What Mark (Coker) says about distribution is also true for social media marketing. I'm paraphrasing: All eggs in one basket = risky business.

That's why I'm here with my books at Smashwords. That's why I founded Laugh Riot Press.
What motivated you to become an indie author?
During my year of a dozen rejections by the Traditional Publishing Empire--not so many in the grand scheme of things but more than enough for my impatience ass--I began to resent the idea that some person I didn't know had the power to decide whether or not my funny books were worthy of release, worthy of being read by people looking for a book to make them laugh out loud. A friend mentioned Smashwords to me, and my intensive self-publishing education began.

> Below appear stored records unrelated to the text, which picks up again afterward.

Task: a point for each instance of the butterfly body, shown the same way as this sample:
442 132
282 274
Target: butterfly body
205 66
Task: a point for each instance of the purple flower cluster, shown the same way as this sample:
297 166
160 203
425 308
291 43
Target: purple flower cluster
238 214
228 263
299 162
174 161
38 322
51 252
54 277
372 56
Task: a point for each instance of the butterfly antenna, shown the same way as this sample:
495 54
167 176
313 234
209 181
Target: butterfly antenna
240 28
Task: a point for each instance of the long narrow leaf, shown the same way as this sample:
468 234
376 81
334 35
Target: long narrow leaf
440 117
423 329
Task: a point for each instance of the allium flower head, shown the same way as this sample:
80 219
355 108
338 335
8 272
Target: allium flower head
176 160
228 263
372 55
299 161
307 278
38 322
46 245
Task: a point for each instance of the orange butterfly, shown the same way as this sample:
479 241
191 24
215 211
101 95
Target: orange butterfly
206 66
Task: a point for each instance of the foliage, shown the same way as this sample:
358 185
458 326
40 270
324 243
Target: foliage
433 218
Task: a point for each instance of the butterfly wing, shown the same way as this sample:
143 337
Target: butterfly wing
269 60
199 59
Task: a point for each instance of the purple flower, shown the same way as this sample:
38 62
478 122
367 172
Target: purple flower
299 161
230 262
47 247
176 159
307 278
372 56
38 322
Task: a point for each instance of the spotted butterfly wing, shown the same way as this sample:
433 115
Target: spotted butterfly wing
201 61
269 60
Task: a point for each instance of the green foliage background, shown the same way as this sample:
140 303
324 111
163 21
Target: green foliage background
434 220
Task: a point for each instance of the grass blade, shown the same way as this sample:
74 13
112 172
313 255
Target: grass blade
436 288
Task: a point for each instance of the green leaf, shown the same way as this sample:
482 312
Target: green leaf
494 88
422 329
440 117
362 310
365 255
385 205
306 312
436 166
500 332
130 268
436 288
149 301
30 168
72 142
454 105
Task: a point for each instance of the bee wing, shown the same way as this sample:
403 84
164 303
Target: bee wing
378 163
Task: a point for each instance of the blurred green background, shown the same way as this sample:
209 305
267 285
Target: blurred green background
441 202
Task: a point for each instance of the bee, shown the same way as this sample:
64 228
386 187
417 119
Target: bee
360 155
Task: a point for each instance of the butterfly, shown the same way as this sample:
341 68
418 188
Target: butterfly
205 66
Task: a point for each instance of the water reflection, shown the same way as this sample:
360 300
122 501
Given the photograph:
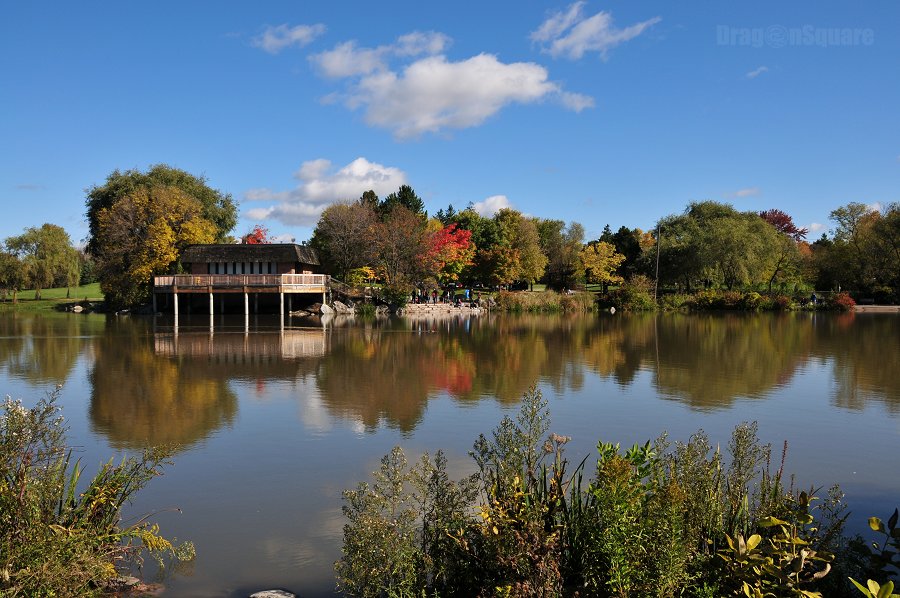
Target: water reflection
142 398
155 383
43 349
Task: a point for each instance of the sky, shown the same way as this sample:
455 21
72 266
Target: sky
614 112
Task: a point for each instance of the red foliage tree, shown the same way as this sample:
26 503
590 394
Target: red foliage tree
450 250
783 223
259 235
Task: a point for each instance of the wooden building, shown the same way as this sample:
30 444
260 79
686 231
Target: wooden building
225 272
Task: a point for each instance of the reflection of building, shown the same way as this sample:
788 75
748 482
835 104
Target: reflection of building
230 273
241 349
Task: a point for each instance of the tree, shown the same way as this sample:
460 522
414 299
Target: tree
140 222
561 246
784 224
258 235
216 207
142 235
406 197
400 245
600 261
450 251
12 274
343 236
520 235
47 255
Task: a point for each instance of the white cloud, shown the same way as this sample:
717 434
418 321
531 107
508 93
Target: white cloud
348 60
571 35
747 192
491 205
275 39
320 186
757 72
431 93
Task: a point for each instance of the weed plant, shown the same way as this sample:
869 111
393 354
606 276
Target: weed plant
657 519
57 539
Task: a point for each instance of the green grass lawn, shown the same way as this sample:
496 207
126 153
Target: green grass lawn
50 298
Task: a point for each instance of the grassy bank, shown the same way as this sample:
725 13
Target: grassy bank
51 298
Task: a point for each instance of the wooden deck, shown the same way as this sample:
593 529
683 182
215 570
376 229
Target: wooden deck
241 283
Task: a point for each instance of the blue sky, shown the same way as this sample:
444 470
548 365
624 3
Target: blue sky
615 112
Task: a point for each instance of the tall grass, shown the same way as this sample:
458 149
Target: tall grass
60 536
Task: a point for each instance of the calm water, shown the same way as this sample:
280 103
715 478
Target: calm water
273 424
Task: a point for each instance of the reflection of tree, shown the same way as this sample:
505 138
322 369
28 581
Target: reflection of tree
388 371
709 360
43 348
866 358
142 399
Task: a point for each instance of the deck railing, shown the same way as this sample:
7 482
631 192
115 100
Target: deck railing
292 281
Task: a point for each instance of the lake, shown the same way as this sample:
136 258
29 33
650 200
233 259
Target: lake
273 422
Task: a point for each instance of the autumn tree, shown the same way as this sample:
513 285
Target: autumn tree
47 256
258 235
784 224
600 262
139 222
142 235
400 244
450 251
12 274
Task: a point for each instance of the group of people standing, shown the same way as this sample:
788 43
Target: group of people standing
446 296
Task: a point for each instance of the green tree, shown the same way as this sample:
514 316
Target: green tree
47 255
215 206
600 262
561 246
343 236
405 196
139 222
12 274
142 235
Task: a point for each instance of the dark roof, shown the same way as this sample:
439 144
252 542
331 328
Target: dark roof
265 252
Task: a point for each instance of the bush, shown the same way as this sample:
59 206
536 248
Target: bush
55 540
544 301
840 302
632 295
653 521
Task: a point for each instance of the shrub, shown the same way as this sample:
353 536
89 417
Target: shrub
54 540
632 295
840 302
651 522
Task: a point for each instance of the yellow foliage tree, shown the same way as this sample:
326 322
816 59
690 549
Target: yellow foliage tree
142 234
600 262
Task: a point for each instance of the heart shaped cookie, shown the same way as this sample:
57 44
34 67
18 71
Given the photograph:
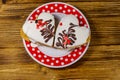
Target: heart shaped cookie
68 33
41 30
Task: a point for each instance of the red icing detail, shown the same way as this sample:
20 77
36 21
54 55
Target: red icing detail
60 24
40 24
69 56
67 40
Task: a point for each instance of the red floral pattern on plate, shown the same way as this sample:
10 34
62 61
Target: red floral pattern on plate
57 62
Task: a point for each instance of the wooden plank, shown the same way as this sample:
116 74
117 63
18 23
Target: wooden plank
100 62
103 17
46 1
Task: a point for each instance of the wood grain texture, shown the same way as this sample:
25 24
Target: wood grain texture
101 61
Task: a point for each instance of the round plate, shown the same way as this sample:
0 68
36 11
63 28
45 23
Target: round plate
51 57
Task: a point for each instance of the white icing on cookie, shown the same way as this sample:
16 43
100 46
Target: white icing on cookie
69 33
40 30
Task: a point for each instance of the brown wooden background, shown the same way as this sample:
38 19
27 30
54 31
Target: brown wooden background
101 61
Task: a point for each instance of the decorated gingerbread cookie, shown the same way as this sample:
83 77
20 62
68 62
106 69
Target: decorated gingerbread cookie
69 34
41 30
56 34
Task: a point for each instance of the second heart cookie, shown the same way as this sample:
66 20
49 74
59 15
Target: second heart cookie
67 34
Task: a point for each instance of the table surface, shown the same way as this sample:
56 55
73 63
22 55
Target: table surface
101 61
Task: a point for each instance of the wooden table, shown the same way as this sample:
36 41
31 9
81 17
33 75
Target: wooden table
101 61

It didn't take long to change horses in midstream, thus blowing that tired axiom out of the water, so to speak.

I wanted control. I wanted to touch every part of the publishing process. I wanted my books to be mine. The money became secondary. The adventure, the excitement, the rush of self-pubbing became my primary motivation.

My agent encouraged me. My wife encouraged me. My friends encouraged me.

I hired my own editor. I hired my own formatter. I hired my own cover artist. I set my own prices. I chose my own release date. I decided where my books would be distributed. I created Laugh Riot Press, a social media marketing and self-publlishing company.

My novel writing life is up to me. I've already succeeded. I already feel fulfilled.
Is there is something about you that would surprise us?
I know more or less everything there is to know about wedding planning. I really do.